NatureServe Explorer
An online database of organisms with a page for each, covering range and conservation status of each organism.
Website: https://explorer.natureserve.org/
NatureServe Explorer is an online database run by NatureServe, a non-profit organization based in the DC area, with offices in Arlington, VA, Boston, MA, and Boulder, CO. NatureServe amasses, hosts, and provides proprietary (closed) data related to conservation of all living organisms. NatureServe originated as a spin-off of The Nature Conservancy, a global conservation organization also headquartered in Arlington, VA.
The NatureServe organization is primarily funded through grants and contracts, with only a very small portion of their funding originating through general contributions and an even smaller portion originating through membership fees.
Although much of the data and tools hosted by NatureServe are proprietary and not available to the general public, NatureServe Explorer maintains public webpages with a profile for each species, including but not limited to plants. These pages are often an unparalleled resource for multiple reasons. One is that the coverage of species is extensive, often covering species that are not given much attention in any other public sources. Also, the pages often have historical notes, including on taxonomic changes and discovery of new populations of particular plants, exceeding information available elsewhere. The pages also have some information on habitat, abundance, threats, and approaches to conservation relevant to each species.
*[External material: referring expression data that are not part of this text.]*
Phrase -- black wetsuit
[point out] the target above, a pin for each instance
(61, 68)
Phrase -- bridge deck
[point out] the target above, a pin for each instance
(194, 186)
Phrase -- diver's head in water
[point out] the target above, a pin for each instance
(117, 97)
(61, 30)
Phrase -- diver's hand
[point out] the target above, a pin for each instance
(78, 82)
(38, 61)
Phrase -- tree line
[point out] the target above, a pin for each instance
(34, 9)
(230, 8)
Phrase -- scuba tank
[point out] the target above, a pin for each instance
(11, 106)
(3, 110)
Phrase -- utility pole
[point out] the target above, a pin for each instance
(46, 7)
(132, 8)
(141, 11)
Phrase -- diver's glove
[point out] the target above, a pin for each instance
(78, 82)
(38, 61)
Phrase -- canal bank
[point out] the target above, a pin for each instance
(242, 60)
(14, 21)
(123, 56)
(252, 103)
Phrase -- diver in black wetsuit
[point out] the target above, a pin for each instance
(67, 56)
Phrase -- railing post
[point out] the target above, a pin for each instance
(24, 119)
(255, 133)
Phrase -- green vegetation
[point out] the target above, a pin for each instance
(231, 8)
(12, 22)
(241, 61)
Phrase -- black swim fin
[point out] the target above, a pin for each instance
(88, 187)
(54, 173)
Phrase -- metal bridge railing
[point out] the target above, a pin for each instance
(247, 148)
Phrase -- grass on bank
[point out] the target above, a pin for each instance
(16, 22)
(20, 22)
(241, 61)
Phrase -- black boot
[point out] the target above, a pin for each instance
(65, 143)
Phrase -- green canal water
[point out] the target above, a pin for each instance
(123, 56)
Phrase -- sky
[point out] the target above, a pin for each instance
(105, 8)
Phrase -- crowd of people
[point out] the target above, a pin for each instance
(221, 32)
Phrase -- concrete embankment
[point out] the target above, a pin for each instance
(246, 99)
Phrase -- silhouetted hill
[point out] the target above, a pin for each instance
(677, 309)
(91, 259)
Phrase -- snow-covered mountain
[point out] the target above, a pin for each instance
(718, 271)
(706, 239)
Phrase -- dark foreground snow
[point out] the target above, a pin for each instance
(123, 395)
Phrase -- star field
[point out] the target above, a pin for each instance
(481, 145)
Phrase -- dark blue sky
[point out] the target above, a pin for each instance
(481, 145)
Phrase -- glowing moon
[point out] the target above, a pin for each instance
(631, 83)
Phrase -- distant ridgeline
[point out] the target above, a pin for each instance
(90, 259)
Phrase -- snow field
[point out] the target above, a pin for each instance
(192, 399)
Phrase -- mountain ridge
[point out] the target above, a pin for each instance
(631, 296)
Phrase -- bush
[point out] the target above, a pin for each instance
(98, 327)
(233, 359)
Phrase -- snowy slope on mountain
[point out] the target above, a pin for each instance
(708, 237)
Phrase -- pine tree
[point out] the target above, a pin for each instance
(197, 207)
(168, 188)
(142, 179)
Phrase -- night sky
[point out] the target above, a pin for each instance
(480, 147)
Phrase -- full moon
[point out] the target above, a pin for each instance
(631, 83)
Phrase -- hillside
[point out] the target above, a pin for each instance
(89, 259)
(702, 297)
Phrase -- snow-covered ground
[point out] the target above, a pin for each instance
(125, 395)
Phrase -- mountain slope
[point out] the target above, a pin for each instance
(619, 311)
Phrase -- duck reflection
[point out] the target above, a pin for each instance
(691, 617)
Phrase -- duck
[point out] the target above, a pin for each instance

We link to these pages for specific plants when possible.
There is also a premium service available free of charge, but with an email sign-up, called NatureServe Explorer Pro, offering more features for viewing maps and data. The degree of data available is inconsistent and not comprehensive: in some cases there is fine-level geospatial data on plant occurrences, but, for a given species, it varies regionally, is often incomplete, and the site does not notate where the data is complete vs not. For this reason, the finer-tuned data is only reliable for establishing where a species occurs, not where it does not occur: to this end, only coarser state- and province-level data is available.